Ситуация изменилась, когда взрослеющему Андрею стало исключительно важно выглядеть модным и оригинальным, а это значило — стать Чуваком.
— Слушай, все эти жлобы — представители «серой массы», дружки твои, даже не секут, что чувак — это аббревиатура, и означает Человек, Уважающий Высокую Американскую Культуру! — Андрей щелкнул Марину по носу. У аккуратной отличницы возникали постоянные разногласия со старшим братом по поводу его уличных дружков и антисоветских увлечений.
— И чего это ты вдруг американцев зауважал? У нас, что ли, уважать некого? Вон, посмотри на комсомольцев — они родину за ботинки не продают.
— И я не продаю! Эти шузы я честно выиграл! А джаз американский уважаю — это их великая народная культура.
— Ботинки тоже? Жуть какую-то на ногах таскаешь!

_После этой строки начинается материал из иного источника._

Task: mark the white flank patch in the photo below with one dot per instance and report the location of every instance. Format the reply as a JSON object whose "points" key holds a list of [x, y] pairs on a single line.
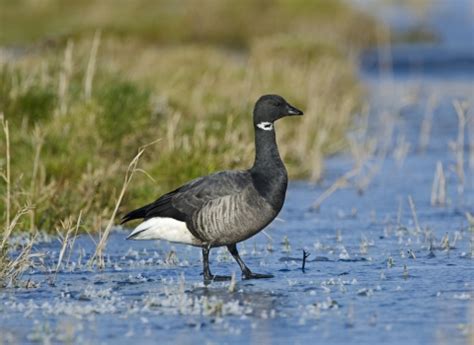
{"points": [[266, 126], [168, 229]]}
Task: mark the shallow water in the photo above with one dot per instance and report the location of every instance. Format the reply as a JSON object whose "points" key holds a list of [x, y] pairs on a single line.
{"points": [[373, 275]]}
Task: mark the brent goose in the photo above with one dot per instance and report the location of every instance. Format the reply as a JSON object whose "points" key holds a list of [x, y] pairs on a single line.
{"points": [[227, 207]]}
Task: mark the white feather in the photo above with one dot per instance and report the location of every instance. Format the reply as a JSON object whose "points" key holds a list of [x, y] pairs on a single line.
{"points": [[266, 126], [168, 229]]}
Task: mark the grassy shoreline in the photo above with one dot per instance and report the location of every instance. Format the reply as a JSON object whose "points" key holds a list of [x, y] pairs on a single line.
{"points": [[80, 104]]}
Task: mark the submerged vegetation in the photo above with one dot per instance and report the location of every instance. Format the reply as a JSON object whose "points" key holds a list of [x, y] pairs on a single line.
{"points": [[84, 85]]}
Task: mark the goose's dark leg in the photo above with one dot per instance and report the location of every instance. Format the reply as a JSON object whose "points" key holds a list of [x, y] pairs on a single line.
{"points": [[208, 276], [246, 272]]}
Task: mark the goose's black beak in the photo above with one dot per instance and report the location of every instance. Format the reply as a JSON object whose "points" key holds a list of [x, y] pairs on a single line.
{"points": [[292, 110]]}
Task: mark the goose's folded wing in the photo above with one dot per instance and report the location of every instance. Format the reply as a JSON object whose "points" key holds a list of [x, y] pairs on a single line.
{"points": [[184, 201]]}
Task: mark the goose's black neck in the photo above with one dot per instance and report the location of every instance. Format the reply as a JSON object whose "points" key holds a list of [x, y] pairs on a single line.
{"points": [[268, 172]]}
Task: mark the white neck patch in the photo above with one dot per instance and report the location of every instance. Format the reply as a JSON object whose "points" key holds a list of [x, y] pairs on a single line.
{"points": [[266, 126]]}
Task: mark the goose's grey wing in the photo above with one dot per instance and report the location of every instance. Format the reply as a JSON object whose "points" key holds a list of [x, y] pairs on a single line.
{"points": [[183, 202]]}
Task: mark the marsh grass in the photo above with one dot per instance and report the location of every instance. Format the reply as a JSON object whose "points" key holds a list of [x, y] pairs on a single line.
{"points": [[81, 91]]}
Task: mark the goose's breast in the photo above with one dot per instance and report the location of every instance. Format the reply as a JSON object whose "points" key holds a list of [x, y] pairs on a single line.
{"points": [[233, 218]]}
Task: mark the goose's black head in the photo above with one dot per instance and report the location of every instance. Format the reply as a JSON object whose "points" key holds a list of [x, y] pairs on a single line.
{"points": [[270, 108]]}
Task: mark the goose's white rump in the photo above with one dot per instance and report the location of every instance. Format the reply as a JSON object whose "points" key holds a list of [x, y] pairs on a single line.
{"points": [[161, 228]]}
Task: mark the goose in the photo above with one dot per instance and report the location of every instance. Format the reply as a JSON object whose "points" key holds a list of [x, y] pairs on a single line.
{"points": [[227, 207]]}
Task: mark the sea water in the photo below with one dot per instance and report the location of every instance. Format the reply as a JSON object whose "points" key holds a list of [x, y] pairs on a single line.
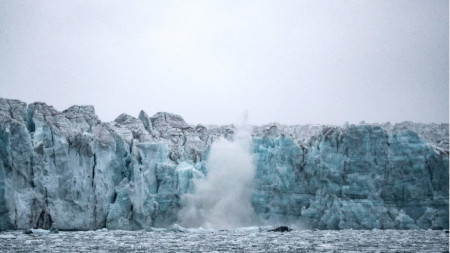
{"points": [[248, 239]]}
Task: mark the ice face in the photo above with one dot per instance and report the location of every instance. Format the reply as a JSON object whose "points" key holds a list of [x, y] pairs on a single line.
{"points": [[71, 169]]}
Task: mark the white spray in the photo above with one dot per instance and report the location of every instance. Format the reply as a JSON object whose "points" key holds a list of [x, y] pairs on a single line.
{"points": [[222, 199]]}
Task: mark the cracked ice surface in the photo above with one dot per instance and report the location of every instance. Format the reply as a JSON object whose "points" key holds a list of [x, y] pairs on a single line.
{"points": [[240, 240], [71, 169]]}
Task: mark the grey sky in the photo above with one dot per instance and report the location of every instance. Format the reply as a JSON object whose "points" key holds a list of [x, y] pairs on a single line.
{"points": [[294, 62]]}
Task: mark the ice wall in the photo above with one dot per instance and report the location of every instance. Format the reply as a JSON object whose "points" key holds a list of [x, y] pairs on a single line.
{"points": [[72, 169]]}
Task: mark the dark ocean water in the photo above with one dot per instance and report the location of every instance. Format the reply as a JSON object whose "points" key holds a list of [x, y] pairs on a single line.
{"points": [[250, 239]]}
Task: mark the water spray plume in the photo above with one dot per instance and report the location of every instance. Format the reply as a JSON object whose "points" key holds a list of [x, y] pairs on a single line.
{"points": [[222, 199]]}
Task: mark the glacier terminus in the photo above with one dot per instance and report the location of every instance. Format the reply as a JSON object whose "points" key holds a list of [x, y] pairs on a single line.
{"points": [[71, 169]]}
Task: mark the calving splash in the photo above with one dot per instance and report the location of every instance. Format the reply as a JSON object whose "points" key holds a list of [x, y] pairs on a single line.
{"points": [[222, 198]]}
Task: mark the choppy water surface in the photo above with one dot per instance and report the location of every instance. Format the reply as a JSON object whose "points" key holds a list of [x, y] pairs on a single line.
{"points": [[241, 240]]}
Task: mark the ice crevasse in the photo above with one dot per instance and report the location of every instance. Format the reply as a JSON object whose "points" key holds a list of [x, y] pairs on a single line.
{"points": [[71, 169]]}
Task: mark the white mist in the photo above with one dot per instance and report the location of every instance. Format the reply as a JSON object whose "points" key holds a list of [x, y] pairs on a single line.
{"points": [[222, 199]]}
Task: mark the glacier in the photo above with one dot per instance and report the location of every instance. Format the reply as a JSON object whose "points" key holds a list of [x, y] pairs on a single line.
{"points": [[71, 169]]}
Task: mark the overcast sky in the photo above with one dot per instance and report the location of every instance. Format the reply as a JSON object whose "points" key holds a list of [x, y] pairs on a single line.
{"points": [[294, 62]]}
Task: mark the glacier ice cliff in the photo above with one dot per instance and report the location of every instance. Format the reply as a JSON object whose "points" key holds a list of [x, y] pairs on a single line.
{"points": [[71, 169]]}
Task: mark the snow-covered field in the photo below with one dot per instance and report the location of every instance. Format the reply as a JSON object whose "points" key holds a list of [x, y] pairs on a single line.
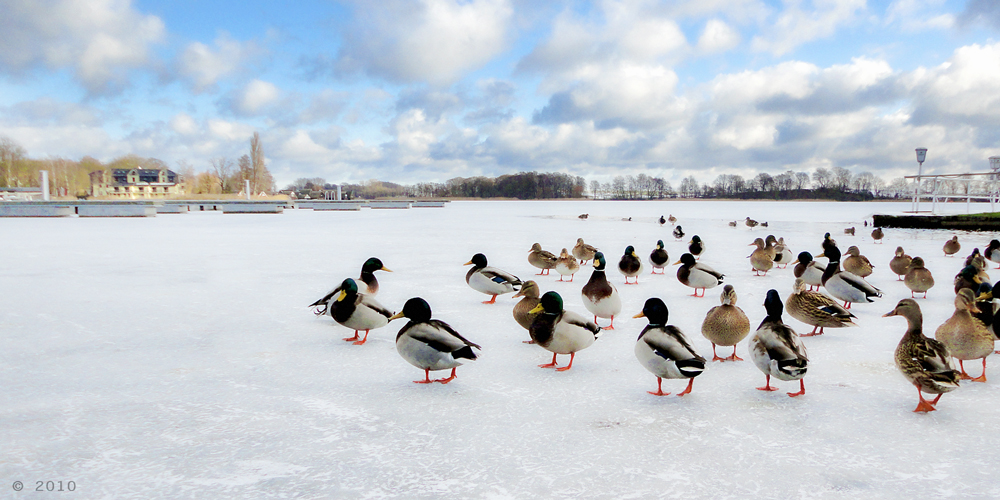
{"points": [[175, 357]]}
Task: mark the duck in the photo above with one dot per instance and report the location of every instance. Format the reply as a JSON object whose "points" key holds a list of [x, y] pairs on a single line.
{"points": [[697, 275], [542, 259], [367, 277], [952, 246], [761, 259], [600, 297], [566, 265], [696, 247], [777, 350], [659, 258], [900, 263], [925, 362], [522, 310], [430, 344], [816, 309], [725, 324], [965, 336], [490, 280], [664, 350], [918, 278], [358, 311], [856, 263], [583, 251], [559, 331], [992, 252], [782, 255], [809, 270], [630, 265], [846, 286]]}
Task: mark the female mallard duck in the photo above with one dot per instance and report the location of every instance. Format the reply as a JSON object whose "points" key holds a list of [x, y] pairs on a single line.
{"points": [[522, 310], [777, 350], [925, 362], [664, 350], [952, 246], [542, 259], [816, 309], [697, 275], [358, 311], [490, 280], [630, 265], [583, 251], [430, 344], [367, 277], [659, 258], [599, 296], [918, 278], [900, 263], [809, 270], [965, 336], [559, 331], [992, 252], [846, 286], [857, 264], [566, 265], [761, 259], [696, 247], [725, 324]]}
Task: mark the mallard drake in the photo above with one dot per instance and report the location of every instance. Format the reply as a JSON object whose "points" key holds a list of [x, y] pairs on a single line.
{"points": [[777, 350], [659, 258], [782, 255], [761, 259], [357, 311], [599, 296], [490, 280], [816, 309], [430, 344], [583, 251], [522, 310], [559, 331], [367, 277], [925, 362], [992, 252], [965, 336], [918, 278], [664, 350], [566, 265], [696, 247], [542, 259], [809, 270], [697, 275], [630, 265], [952, 246], [846, 286], [856, 263], [725, 324], [900, 263]]}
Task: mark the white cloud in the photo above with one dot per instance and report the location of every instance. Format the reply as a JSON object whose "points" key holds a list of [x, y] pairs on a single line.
{"points": [[99, 40]]}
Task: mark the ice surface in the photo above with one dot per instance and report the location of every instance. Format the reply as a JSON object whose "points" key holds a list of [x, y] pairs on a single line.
{"points": [[175, 357]]}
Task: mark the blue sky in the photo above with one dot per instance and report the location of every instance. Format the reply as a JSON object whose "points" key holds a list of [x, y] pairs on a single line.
{"points": [[424, 91]]}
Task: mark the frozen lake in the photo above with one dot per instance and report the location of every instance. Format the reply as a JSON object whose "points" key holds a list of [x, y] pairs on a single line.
{"points": [[175, 357]]}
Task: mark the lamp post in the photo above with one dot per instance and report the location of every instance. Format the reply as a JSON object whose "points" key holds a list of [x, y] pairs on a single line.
{"points": [[921, 156]]}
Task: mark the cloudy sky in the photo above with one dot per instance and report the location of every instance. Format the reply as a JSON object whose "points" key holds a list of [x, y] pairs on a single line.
{"points": [[426, 90]]}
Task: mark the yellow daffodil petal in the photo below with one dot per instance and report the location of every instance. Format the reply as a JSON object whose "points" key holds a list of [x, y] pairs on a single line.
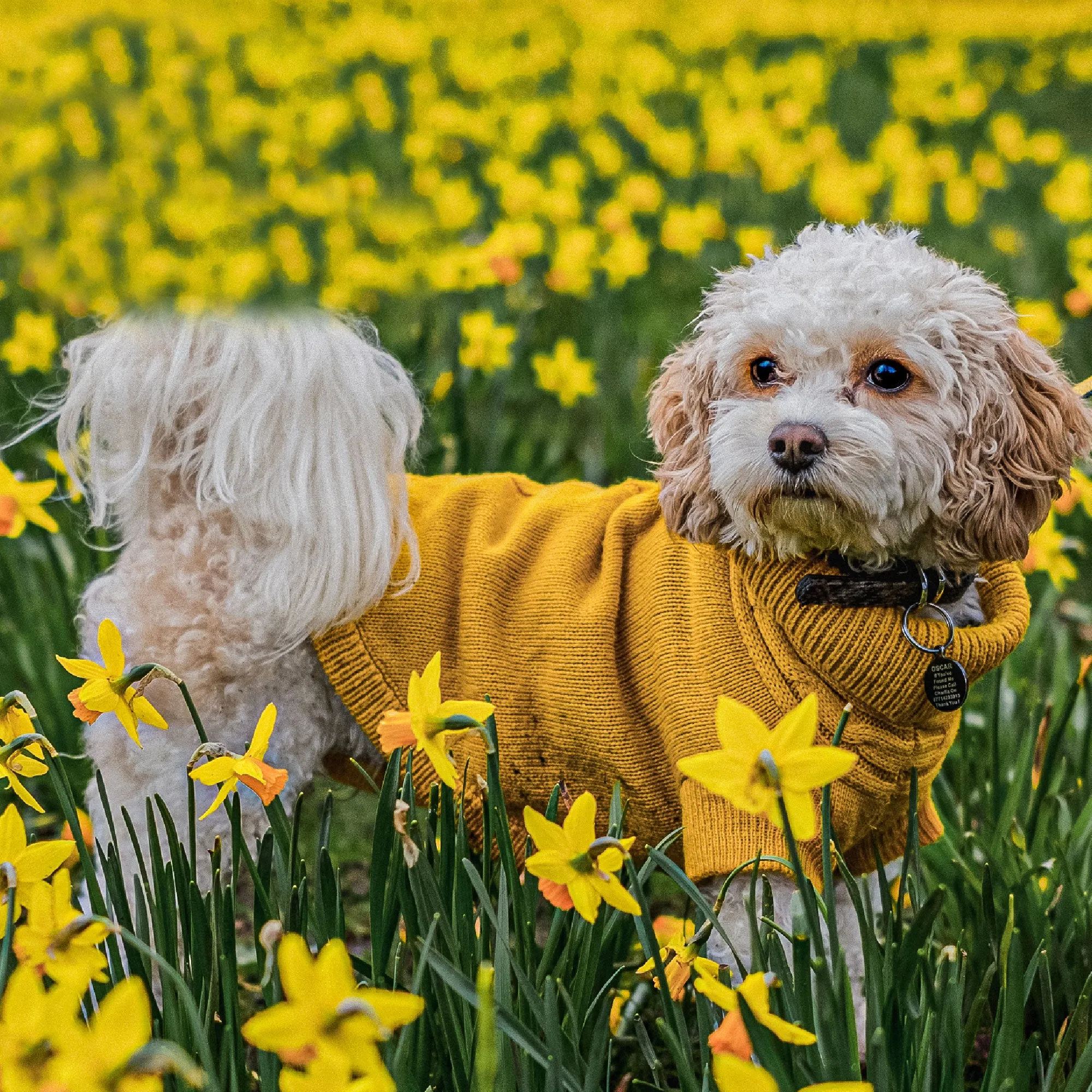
{"points": [[42, 860], [248, 768], [215, 771], [713, 771], [416, 698], [431, 686], [579, 824], [704, 966], [21, 791], [798, 729], [815, 767], [296, 967], [335, 969], [278, 1028], [148, 714], [788, 1032], [221, 797], [716, 991], [616, 895], [110, 646], [265, 729], [100, 696], [802, 815], [128, 719], [739, 725], [734, 1075], [127, 1014], [586, 898], [13, 835], [545, 835], [550, 865], [30, 767], [476, 710], [611, 860], [82, 669], [394, 1007]]}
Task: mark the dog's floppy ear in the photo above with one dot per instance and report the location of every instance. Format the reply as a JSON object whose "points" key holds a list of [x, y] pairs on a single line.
{"points": [[1022, 442], [680, 419]]}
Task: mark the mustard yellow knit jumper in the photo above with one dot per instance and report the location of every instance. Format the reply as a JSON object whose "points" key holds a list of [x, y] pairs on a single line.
{"points": [[604, 640]]}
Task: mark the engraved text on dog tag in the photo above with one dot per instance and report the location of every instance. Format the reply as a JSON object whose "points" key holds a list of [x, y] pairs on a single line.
{"points": [[946, 684]]}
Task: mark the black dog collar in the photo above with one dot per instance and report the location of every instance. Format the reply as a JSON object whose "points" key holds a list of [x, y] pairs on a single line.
{"points": [[899, 586]]}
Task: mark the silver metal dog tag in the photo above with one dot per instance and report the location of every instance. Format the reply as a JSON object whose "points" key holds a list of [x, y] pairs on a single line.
{"points": [[946, 684], [945, 679]]}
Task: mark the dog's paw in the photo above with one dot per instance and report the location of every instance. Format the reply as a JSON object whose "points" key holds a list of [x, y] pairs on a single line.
{"points": [[967, 611]]}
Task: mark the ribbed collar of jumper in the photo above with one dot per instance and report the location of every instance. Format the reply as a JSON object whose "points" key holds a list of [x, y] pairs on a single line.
{"points": [[862, 654]]}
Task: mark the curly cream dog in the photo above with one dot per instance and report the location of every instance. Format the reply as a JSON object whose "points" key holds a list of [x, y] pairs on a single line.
{"points": [[854, 393]]}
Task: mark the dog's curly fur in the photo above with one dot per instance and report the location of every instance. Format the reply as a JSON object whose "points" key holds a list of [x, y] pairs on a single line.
{"points": [[254, 468], [957, 469]]}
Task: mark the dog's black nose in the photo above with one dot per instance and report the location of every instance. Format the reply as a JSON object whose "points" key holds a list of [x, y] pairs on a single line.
{"points": [[794, 447]]}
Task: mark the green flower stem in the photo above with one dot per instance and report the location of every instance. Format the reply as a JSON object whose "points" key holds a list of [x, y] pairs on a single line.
{"points": [[192, 813], [671, 1010], [144, 674], [828, 868], [182, 990], [11, 882], [67, 799], [1050, 759], [821, 963], [194, 711]]}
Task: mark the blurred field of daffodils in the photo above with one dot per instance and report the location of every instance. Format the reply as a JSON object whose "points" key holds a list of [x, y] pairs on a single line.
{"points": [[527, 198]]}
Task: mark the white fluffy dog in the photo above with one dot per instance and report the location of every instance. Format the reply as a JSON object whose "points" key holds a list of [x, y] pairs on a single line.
{"points": [[854, 393]]}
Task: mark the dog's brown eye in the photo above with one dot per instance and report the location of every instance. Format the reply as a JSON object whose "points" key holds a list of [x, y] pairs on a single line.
{"points": [[764, 371], [888, 375]]}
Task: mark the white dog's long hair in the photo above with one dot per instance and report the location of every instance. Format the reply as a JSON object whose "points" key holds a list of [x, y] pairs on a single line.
{"points": [[293, 426]]}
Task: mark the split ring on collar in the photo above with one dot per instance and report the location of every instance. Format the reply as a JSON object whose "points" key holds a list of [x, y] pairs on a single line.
{"points": [[918, 645]]}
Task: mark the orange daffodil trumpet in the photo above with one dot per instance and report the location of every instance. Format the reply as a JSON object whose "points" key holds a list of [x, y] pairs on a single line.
{"points": [[735, 1075], [21, 504], [109, 690], [731, 1037], [430, 723], [23, 762], [327, 1020], [228, 770], [680, 957], [756, 766], [57, 940], [32, 863], [576, 869]]}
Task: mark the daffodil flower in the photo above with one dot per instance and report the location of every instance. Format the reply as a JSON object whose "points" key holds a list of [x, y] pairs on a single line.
{"points": [[108, 689], [32, 863], [577, 870], [755, 765], [731, 1037], [327, 1014], [430, 723], [34, 1025], [228, 770], [331, 1072], [681, 959], [96, 1058], [57, 939], [16, 722], [737, 1075], [21, 504]]}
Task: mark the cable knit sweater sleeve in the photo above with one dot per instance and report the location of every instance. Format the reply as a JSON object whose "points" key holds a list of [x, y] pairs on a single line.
{"points": [[604, 642]]}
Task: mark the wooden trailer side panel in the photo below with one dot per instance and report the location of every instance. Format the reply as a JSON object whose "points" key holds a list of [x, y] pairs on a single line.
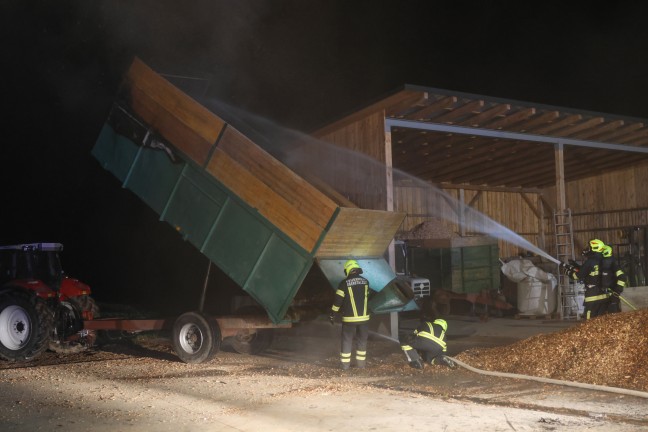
{"points": [[186, 124]]}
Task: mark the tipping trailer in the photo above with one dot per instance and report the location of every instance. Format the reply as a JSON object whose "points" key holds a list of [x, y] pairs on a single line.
{"points": [[258, 221]]}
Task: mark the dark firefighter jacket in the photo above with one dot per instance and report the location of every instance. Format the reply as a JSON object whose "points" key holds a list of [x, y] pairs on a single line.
{"points": [[612, 276], [351, 299], [590, 274], [431, 333]]}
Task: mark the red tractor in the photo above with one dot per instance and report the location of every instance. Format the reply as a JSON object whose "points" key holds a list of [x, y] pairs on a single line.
{"points": [[40, 307]]}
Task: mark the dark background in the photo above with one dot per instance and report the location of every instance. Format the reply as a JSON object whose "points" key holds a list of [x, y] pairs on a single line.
{"points": [[300, 63]]}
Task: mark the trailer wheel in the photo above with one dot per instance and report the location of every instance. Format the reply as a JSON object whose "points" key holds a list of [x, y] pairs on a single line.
{"points": [[25, 323], [68, 335], [196, 337]]}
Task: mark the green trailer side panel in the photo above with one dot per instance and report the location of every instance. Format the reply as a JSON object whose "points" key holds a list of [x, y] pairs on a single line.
{"points": [[237, 242], [463, 270], [391, 295], [194, 206], [278, 276], [153, 177], [234, 236]]}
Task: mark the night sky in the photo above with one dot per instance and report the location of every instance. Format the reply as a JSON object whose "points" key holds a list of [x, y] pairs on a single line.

— Шузы, между прочим, не у фарцы купленные. Наше производство — «манная каша». Вот лукай сюда, — он поднял ногу в ботинке на толстенной подошве. — Берешь наш ширпотреб и наклеиваешь толстый слой пластмассы или резины. Клевая штука вышла. Это мне Владлен из соседнего двора сварганил. У него отец на автобазе работает. Целую шину притащил. Мы и выкроили. Нравится?
— Пф-ф! Жуть, людей пугать. Брюки дудками — синие, рубаха красная, а пиджак желтый и плечи, как у борца, — Марина собирала в портфель учебники и тетрадки. — Цирк какой-то!
— Точно, сестренка! — он поправил перед зеркалом шифоньера галстук-«селедку». — Чем ярче, тем лучше. Манюшки я, между прочим, сам зарабатываю!
— Ага, на погрузке вагонов, — Марина победно улыбнулась: — Знаю я про ваши турниры в «расшибалочку»!
— Знаешь — и на здоровье. И не все такие чувихи, как ты, дремучие. Им мой прикид нравится.
— Такие же дуры, преклоняющиеся перед американцами! — подхватив портфель, она гордо удалилась — хорошенькая, правильная, примерная.
Внимание Андрея к собственной внешности — черта примечательная. Жажда гармонии и красоты диктовала желание иметь обличие, достойное внимания и восхищения окружающих, особенно женского пола. В те годы стиляги задавали тон в поведении и одежде. Они же считались «антиобщественным элементом», жертвами гнилой идеологии Запада. Совершенно не заботясь о социальных корнях своих устремлений, Андрей завел необходимый гардероб: модный рыжий вельветовый плечистый пиджак, «шузы на манке», кепарик в клетку. Но даже в стиляжьем «прикиде» он сторонился сборищ, избегал крутиться на виду, притягивать к себе внимание. Отчетливо определилось противоречие между ощущением собственной значимости и страхом оскорбительного непонимания. Он признается, что был «азартным и распущенным». Азартным — да, причем пожизненно. Распущенность же Андрей понимал в соответствии с этикой компании, не скупившейся на тумаки и выразительную лексику. Он был горяч и в драку лез немедля, лишь заподозрив, что в перепалке могло пострадать его гипертрофированное с малых лет чувство собственного достоинства. Горячая, мгновенно воспламеняющаяся кровь, постоянное напряженное ожидание подвоха предопределяли его бурную реакцию в ответ на предполагаемую (часто без особых причин) обиду. В нем рано проявились подозрительность, недоверие, преувеличенное ощущение враждебности и постоянная готовность к защите. Так и видится стойка джигита с кистью, сжимающей рукоятку кинжала. Тут не отыщешь ни капли русопятой смиренности и добродушного всепрощения. И ни унции чувства самоиронии. Врожденное самоощущение важности собственной персоны, неприкасаемости заставляло парня воспринимать юмор с полновесной серьезностью и считать оскорблением малейшее посягательство на его «честь».
«Я был хитрым и наблюдательным. Хитрость оплодотворяла мою наблюдательность и вместе с неумением ее скрывать выкристаллизовывалась в какую-то отвратительную и болезненную незащищенность».